The Future of Legal Tech: Artificial Intelligence
Big data analytics are a step in the path toward more advanced technology becoming prevalent in the legal industry. Often criticized for slow acceptance of new technology, law firms and in-house departments will soon have no choice but to adapt as their rivals gain a competitive edge with predictive analytics that have been prevalent in marketing departments for years.
There is a step beyond predictive analytics, however. IBM has already developed “Ross,” using its artificial intelligence software, Watson. Ross is an artificial attorney that has been “hired” by law firms such as BakerHostetler and Latham & Watkins.

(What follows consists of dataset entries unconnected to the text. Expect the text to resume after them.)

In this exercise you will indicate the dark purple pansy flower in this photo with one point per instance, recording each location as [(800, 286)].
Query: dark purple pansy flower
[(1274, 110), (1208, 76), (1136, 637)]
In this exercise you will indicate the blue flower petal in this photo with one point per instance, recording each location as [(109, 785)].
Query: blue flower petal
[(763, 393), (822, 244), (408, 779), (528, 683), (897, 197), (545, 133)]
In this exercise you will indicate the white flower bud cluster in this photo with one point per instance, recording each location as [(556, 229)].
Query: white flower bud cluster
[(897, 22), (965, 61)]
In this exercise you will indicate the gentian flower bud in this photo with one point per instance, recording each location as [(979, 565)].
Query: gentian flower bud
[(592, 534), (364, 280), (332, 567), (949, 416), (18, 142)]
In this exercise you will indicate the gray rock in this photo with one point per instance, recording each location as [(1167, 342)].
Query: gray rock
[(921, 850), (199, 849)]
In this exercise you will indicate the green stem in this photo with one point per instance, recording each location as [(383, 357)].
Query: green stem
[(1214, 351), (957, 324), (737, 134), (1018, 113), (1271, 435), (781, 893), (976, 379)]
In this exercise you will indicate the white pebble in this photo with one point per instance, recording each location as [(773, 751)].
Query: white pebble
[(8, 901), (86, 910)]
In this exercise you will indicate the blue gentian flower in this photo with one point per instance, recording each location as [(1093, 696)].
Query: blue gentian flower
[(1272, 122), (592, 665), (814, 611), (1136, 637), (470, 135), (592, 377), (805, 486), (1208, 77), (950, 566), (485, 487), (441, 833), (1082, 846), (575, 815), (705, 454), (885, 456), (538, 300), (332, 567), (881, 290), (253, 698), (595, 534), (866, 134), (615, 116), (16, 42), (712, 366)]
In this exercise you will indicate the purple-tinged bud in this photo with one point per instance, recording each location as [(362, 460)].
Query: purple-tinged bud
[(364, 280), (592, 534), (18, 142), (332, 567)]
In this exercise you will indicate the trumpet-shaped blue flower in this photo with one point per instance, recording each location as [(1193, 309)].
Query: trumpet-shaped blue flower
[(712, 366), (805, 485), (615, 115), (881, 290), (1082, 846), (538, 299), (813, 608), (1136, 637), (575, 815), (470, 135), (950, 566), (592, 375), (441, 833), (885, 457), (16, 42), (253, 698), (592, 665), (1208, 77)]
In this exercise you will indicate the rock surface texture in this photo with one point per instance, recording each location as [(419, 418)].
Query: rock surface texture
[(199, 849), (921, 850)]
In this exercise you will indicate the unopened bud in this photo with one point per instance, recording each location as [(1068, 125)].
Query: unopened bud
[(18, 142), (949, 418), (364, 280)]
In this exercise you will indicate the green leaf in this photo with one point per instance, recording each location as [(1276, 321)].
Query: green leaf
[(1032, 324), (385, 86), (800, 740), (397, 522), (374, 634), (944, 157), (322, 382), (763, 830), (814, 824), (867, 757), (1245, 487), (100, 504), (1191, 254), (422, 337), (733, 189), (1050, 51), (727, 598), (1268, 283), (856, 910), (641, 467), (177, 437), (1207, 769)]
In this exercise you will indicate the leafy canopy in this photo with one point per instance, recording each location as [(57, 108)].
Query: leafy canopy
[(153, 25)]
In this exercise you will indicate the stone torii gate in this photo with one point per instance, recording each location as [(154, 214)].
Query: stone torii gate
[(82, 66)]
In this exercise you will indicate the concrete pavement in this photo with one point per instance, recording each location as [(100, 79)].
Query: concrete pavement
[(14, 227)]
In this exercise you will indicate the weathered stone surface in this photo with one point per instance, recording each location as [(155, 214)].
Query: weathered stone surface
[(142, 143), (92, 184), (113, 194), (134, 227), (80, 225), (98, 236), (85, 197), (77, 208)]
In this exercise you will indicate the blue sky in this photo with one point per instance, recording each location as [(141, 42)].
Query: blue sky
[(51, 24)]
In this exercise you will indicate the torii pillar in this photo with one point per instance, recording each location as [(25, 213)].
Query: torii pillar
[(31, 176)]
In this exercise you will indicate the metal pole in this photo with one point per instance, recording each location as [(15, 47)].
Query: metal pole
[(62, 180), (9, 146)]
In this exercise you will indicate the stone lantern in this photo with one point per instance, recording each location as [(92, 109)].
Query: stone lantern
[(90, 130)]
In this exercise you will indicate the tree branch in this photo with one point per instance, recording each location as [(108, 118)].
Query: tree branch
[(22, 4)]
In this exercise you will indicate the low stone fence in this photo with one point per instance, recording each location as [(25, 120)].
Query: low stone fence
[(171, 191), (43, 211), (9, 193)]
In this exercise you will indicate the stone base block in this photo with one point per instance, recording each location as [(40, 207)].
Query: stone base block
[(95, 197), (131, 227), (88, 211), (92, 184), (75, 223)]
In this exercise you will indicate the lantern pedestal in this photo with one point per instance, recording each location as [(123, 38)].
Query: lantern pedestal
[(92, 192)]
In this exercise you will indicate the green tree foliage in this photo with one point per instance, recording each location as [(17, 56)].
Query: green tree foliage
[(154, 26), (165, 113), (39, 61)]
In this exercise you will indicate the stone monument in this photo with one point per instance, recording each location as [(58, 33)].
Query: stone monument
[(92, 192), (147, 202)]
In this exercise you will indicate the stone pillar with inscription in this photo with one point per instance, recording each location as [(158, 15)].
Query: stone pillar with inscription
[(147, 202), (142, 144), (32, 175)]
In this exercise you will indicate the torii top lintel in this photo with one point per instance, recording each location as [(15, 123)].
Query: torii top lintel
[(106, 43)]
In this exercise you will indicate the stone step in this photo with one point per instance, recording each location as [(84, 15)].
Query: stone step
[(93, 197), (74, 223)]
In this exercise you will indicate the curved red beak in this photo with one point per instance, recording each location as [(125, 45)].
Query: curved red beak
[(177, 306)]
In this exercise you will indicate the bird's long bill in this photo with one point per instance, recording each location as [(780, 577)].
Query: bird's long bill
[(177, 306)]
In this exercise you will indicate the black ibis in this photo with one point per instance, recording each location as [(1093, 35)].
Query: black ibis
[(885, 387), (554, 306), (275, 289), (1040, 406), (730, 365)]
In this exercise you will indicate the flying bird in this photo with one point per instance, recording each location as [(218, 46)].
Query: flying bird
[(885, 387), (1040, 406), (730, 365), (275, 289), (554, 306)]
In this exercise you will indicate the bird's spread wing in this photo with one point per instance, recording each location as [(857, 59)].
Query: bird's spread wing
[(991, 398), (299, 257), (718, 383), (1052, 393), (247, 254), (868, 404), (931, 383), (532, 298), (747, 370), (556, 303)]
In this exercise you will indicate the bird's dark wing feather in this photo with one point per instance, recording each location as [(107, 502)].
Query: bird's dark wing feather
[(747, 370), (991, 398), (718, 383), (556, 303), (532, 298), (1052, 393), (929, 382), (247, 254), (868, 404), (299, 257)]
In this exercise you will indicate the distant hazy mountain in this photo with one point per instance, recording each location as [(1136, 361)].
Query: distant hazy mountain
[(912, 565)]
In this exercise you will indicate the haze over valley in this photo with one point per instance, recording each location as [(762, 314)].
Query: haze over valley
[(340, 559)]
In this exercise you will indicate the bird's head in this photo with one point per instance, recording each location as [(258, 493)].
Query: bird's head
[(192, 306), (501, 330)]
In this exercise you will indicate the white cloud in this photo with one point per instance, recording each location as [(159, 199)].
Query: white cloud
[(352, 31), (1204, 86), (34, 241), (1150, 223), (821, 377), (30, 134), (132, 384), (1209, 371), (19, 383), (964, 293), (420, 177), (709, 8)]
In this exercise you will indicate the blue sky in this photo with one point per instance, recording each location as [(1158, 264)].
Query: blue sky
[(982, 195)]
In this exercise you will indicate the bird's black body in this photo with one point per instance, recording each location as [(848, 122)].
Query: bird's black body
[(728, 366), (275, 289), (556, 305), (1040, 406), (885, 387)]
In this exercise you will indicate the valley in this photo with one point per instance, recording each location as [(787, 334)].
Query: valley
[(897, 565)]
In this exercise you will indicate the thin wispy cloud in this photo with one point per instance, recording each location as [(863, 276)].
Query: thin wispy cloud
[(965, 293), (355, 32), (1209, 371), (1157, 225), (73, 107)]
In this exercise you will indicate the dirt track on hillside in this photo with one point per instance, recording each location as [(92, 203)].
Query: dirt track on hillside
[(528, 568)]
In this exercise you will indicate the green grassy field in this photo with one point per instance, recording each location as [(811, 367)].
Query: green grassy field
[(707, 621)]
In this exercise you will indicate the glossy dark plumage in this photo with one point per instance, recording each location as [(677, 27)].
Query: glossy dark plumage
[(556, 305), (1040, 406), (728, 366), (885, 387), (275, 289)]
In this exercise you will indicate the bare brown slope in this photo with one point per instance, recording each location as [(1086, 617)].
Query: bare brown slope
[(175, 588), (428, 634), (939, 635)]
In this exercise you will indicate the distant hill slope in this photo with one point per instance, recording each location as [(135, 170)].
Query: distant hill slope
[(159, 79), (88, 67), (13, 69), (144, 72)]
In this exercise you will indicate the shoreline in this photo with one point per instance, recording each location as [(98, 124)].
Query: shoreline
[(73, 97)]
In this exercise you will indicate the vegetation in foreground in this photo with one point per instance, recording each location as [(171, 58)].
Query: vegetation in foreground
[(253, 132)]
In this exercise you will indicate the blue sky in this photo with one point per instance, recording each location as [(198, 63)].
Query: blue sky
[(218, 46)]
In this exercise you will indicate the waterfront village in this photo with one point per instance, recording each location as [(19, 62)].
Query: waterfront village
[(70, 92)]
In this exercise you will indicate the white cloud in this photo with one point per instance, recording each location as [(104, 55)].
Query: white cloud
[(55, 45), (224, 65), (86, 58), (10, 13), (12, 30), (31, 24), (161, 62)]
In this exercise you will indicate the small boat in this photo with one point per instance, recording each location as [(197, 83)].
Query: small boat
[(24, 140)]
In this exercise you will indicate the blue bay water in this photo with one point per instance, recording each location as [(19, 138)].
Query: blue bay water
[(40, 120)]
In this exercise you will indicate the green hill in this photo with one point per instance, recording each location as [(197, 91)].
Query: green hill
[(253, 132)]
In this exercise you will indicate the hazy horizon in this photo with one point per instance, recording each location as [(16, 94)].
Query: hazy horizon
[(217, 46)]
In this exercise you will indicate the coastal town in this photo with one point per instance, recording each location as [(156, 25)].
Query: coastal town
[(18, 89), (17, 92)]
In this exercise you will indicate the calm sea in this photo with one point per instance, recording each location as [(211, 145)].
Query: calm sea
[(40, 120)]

Currently, Ross is a specialist in bankruptcy law, able to answer simple questions asked in plain English with citations to authority in its response. But Ross is also learning. The more questions asked of Ross, the more accurate Ross’s answers become. Finally, the never-tiring Ross constantly monitors for changes in the law and alerts attorneys to relevant updates.
What started with technology to help attorneys perform legal research, manage their billing, and perform routine discovery tasks, has slowly caught up to what software engineers have known for decades – that most tasks, even complex ones, traditionally performed by human labor are teachable to computers.
As has been observed by others in the tech industry, the future of computing is likely to involve less traditional coding and more training of neural networks. As machine learning becomes more prevalent and accessible by the masses, it’s likely that it will have a significant impact on nearly every industry, including law. Document review, traditionally performed by junior associates, is already being automated by software that looks for key words and phrases to flag relevant or privileged documents. The junior associate of the future may well be in charge of training such software to look for documents relevant to a particular case. Thus, young lawyers may need to be versed in not just the law, but machine learning and neural networks as well.